Can you give me more examples?
Yes, a very prominent case was the denunciation of books in the environmental knowledge subject in Andalusia, a region governed by the Popular Party, which stated that the Spanish Republic received aid from Stalin’s Soviet Union because they shared a “liberal” ideology. In contemporary history books, VOX is presented as a party of “fascist and national socialist heritage,” while in civic and ethical values, posters of the Socialist Party are shown. In philosophy, the Black Legend (a propagandistic reading of history which is anti-Spanish and anti-Catholic) is accepted and students are asked whether the Spanish state should assume “some responsibility.” Aristotle, Plato, and Thomas Aquinas are portrayed as male chauvinists. Everything is sold as good and bad or black and white. History is not like that; we have to go to the primary sources and we have to think; and, above all, we have to get students to think. For example, Margaret Thatcher had no sympathy for Spain, but that doesn’t mean she didn’t have good economic policies that I would like for my country. It is not black and white.

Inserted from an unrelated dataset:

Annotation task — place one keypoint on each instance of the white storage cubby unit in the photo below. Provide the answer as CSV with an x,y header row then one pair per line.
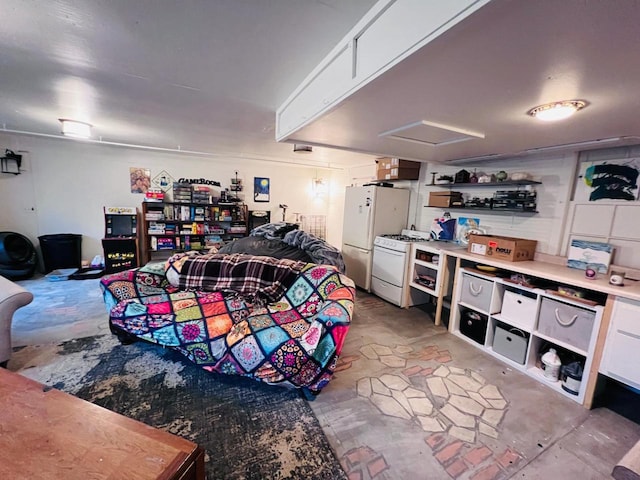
x,y
517,324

All this is not to mention the continuous allusions to Agenda 2030, which is presented as an inevitable fact. I was even forced to change my son’s school—he went to a nuns’ school—because they were promoting Agenda 2030, which we know has very nice headlines. But the devil is in the details.
What you say is very striking. Why do you think that Catholic schools also teach content that goes against Catholic doctrine?
Because they have lost faith. When religion becomes a belief of convenience, teaching Agenda 2030 becomes acceptable because it has good intentions—even if it promotes gender ideology, disregard for human life, and other woke values. That only happens when we lose faith.